This is an open access article distributed under the terms of the Creative Commons Attribution License, which permits unrestricted use, distribution, reproduction and adaptation in any medium and for any purpose provided that it is properly attributed. For attribution, the original author(s), title, publication source (PeerJ PrePrints) and either DOI or URL of the article must be cited.
Research has yielded approaches for predicting future changes and defects in software artifacts, based on historical information, helping developers in effectively allocating their (limited) resources. Developers are unlikely able to focus on all predicted software artifacts, hence the ordering of predictions is important for choosing the right artifacts to concentrate on. We propose using a Genetic Algorithm (GA) for tailoring prediction models to prioritize classes with more changes/defects.
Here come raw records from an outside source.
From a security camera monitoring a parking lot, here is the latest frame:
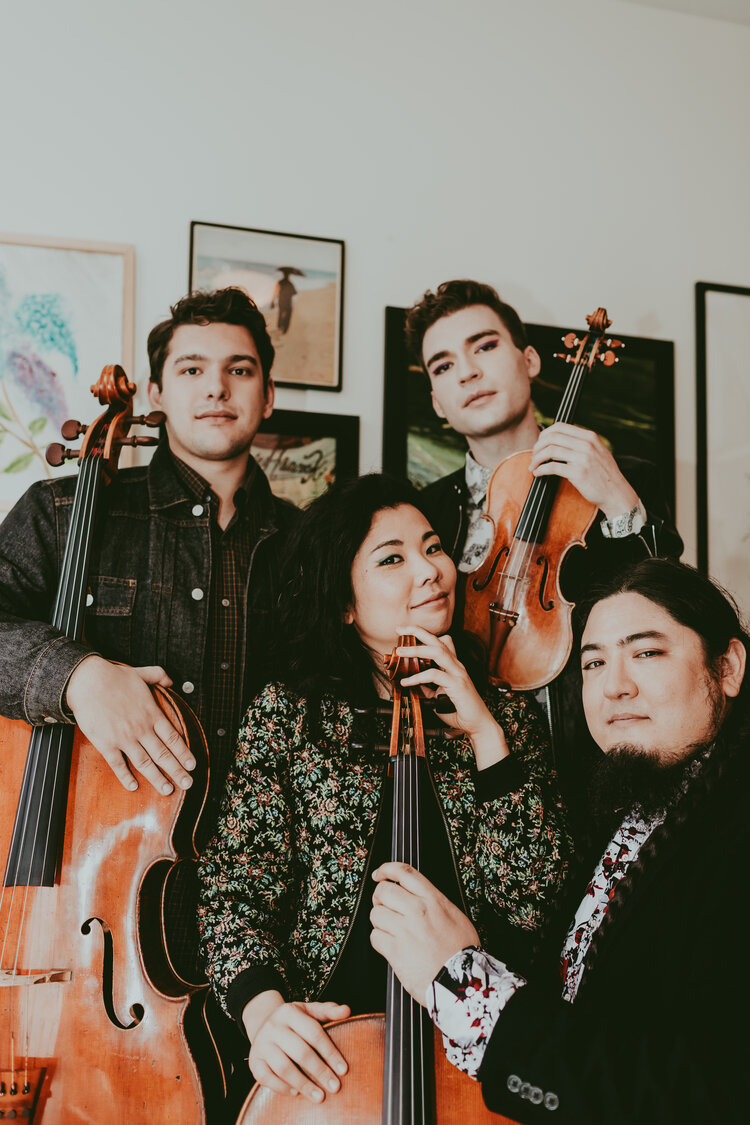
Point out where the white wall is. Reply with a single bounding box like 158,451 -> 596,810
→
0,0 -> 750,557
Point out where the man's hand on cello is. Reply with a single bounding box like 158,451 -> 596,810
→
65,654 -> 196,797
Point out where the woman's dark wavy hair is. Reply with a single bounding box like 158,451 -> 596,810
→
270,473 -> 434,705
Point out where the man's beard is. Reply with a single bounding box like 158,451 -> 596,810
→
588,674 -> 725,830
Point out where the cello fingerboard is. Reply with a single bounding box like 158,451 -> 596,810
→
382,754 -> 435,1125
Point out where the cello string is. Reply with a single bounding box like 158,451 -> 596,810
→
0,452 -> 99,1069
13,462 -> 96,1067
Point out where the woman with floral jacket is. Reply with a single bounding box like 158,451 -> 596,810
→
199,474 -> 570,1101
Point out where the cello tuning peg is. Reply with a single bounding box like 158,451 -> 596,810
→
129,411 -> 166,425
60,419 -> 85,441
599,351 -> 620,367
44,441 -> 80,468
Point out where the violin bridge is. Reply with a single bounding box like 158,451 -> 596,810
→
489,602 -> 518,629
0,969 -> 73,988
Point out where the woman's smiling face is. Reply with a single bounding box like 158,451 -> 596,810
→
345,504 -> 455,664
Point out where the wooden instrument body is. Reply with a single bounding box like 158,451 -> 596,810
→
237,1015 -> 508,1125
463,450 -> 597,691
0,689 -> 211,1125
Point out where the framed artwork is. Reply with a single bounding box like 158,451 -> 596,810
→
382,307 -> 675,510
0,234 -> 135,518
189,223 -> 344,390
695,281 -> 750,614
252,411 -> 360,507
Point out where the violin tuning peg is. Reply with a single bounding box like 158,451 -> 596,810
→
60,419 -> 85,441
128,411 -> 166,426
44,441 -> 80,469
120,433 -> 159,446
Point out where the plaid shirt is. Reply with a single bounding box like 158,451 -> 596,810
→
172,455 -> 260,826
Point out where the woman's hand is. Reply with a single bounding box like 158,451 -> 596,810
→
396,626 -> 509,770
370,863 -> 479,1005
242,992 -> 351,1103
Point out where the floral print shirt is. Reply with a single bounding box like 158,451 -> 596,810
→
198,684 -> 570,1016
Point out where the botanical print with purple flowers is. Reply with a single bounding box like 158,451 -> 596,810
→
0,236 -> 132,518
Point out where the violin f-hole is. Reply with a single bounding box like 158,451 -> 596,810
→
81,918 -> 146,1032
536,555 -> 554,613
471,547 -> 510,591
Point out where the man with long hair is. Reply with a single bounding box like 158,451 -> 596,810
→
371,559 -> 750,1125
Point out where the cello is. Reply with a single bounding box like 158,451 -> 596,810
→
463,308 -> 623,691
236,636 -> 512,1125
0,366 -> 223,1125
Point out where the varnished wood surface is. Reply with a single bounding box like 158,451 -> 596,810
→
463,450 -> 597,691
0,697 -> 211,1125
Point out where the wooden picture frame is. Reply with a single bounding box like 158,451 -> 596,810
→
252,410 -> 360,507
0,234 -> 135,513
189,222 -> 344,390
695,281 -> 750,613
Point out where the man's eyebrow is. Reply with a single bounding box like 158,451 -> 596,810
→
172,352 -> 257,363
425,329 -> 500,367
580,629 -> 667,656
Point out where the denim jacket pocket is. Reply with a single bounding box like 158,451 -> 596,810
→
85,575 -> 137,664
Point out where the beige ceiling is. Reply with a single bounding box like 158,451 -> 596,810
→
623,0 -> 750,25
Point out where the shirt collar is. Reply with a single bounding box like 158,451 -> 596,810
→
464,451 -> 493,507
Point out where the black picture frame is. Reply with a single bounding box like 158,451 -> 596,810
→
252,410 -> 360,507
188,219 -> 344,390
695,281 -> 750,613
382,306 -> 675,511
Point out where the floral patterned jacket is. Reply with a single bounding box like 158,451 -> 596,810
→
198,684 -> 570,1015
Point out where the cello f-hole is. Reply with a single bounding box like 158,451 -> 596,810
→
81,918 -> 146,1032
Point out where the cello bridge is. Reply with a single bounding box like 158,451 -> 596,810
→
0,969 -> 73,988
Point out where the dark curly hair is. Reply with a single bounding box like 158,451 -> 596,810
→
406,280 -> 528,368
146,286 -> 275,390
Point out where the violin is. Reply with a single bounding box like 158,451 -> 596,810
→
0,366 -> 223,1125
463,308 -> 623,691
236,637 -> 513,1125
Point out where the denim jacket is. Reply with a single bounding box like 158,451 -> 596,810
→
0,446 -> 297,725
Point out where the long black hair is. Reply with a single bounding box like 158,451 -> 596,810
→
270,473 -> 434,705
576,558 -> 750,714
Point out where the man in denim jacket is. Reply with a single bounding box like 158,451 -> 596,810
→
0,289 -> 296,824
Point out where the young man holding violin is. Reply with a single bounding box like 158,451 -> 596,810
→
0,289 -> 297,979
406,280 -> 683,805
We evaluate the approach on two models, regression tree and linear regression, predicting changes/defects between multiple releases of eight open source projects. Our results show that regression models calibrated by GA significantly outperform their traditional counterparts, improving the ranking of classes with more changes/defects by up to 48%. In many cases the top 10% of predicted classes can contain up to twice as many changes or defects.
This is currently submitted to a Software Engineering conference for peer review.
A replication package for our study is publicly available for download. In the replication package, we provide: (i) the scripts for the extraction process on a specific dataset, (ii) the datasets used in our experimentation, and (iii) the raw data for the experimented predictors.